Em se tratando de história de cunho
macabro a exemplo de cemitério, velórios, caixões de defuntos e mortuárias, há
inúmeros episódios a serem narrados por pessoas que viveram presentemente essas
façanhas.
Vivi numa época em que na cidade ou
na zona rural muitos morriam e a família não podia comprar um ataúde. O esquife
era uma surrada rede pendurada num caibro roliço apoiada em ombros de
carregadores que se revezavam ao longo do trajeto fúnebre.
Mas, havia para esses casos uma
solução: No cemitério mantinha-se guardado um pequeno estoque de três ou quatro
caixões rústicos, de madeira pesada, que eram emprestados para as famílias
conduzirem os seus mortos. Chegando ao cemitério, à beira da cova, tiravam do
caixão o cadáver o qual vinha envolto num surrado lençol e desciam o corpo à
sepultura. Fatídico cenário!
Em meio à sequência desta descrição,
relato que na minha infância de menino pobre, depois de desistir como ajudante
de sapateiro, viví a experiência de trabalhar também como aprendiz de
fabricante de caixões de defuntos. A oficina, que pertencia ao senhor
Cassimiro, única casa mortuária de Esperança, localizava-se exatamente na área
aonde hoje é rua que dá acesso à Rua José Andrade.
Também fabricávamos molduras para
espelhos e postais. Eram operários do ofício os seus netos Zé de Cicinato e
Danda, mas havia um outro senhor do qual não me recordo o nome; completávamos a
equipe eu e outro ajudante aprendiz.
O seu Cassimiro, ficava a jogar dama
e gamão (jogava como ninguém), na calçada do seu estabelecimento com os seus
contemporâneos Teotônio Costa e Teotônio Rocha e outros como Genésio Nogueira.
Às vezes apareciam, também, Vicente Simão, Diogo Batista e o irmão de Santino
Damião (o Liga), para entrarem na jogatina.

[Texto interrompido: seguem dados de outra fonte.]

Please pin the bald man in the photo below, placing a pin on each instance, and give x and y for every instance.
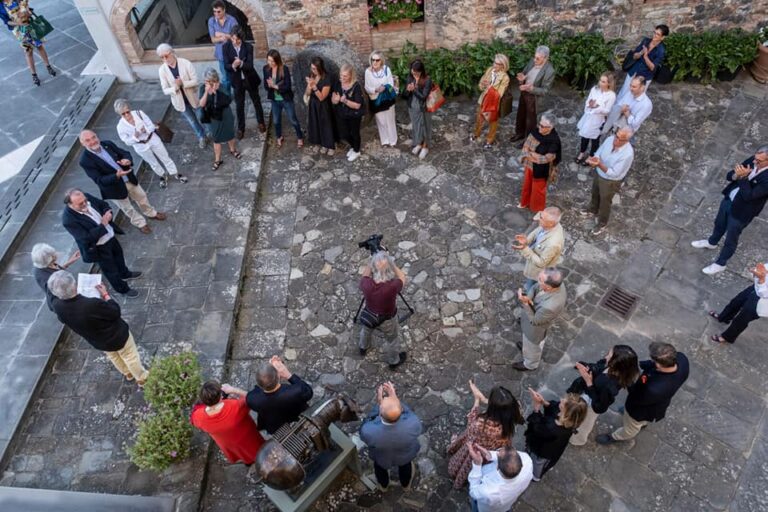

O seu Cassimiro adentrava, vez por
outra, na oficina com o intuito de fiscalizar e orientar os operários do ofício
no acabamento e cobertura dos ataúdes, com tecidos de murins azul, roxo rosa ou
preto, ou mesmo em seda, cores mais comuns dos caixões.
Havia uma demanda maior para os de
anjos, setor aonde eu ajudava, que normalmente eram azuis e que muitas vezes,
quase que diariamente, assistíamos da calçada da oficina à passagem de um pai
de corpo esquálido e desconsolado carregando sobre a sua cabeça o pequeno
invólucro do seu anjinho sem vida rumo ao cemitério, sozinho ou acompanhado de
duas ou três pessoas. Triste realidade!
Era o auge da mortandade infantil da
época, afora os que eram enterrados à beira das estradas na zona rural como
pagãos, à distância e indiferença espúria da inexistência do aparato social.